Occasionally I get asked how I go about it, and it’s a difficult question to answer without coming off as disingenuous. Because it’s actually really simple- I think of words that describe the photo. So rather than trying to complicate what is a simple process, I thought I would instead list a few considerations that I feel are important when keywording images

  1. Use one process – If you are preparing images to submit to more than one stock library, the chances are that those libraries will have different requirements for their keywords, such as the amount of keywords they will allow per image. If you can find a method of keywording that fits the requirements of all the agencies you are submitting to, you will save a great deal of time.
  2. Search engines are clever – Gone are the days where you need to include plurals of words as well as the original word. To save time and space, only use “dog” instead of “dog” and “dogs”.
  3. Most photo buyers use search engines first, agencies second. – Most search engines list guidelines for keywording. Use techniques recommended by Google, Yahoo et al as these search engines also capture results from within stock agency sites.
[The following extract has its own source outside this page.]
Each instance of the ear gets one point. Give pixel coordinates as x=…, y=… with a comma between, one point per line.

  4. Be specific- Describe exactly what the image is. If you have an image of a couple in front of the Eiffel Tower in Paris at night, include keywords that describe all of these elements in the photo. Also group them into search phrases. “Couple at Eiffel Tower at night” will not be searched as many times as “Eiffel Tower”, but when it is the results will be much narrower and so your image has a much higher chance of a. being seen, and b. being used as it is specifically what the searcher asked for.
  5. Think conceptually- Image buyers are often looking to represent a concept, rather than simply a scene. The image of the couple at the Eiffel Tower could also be used to illustrate love, or romance.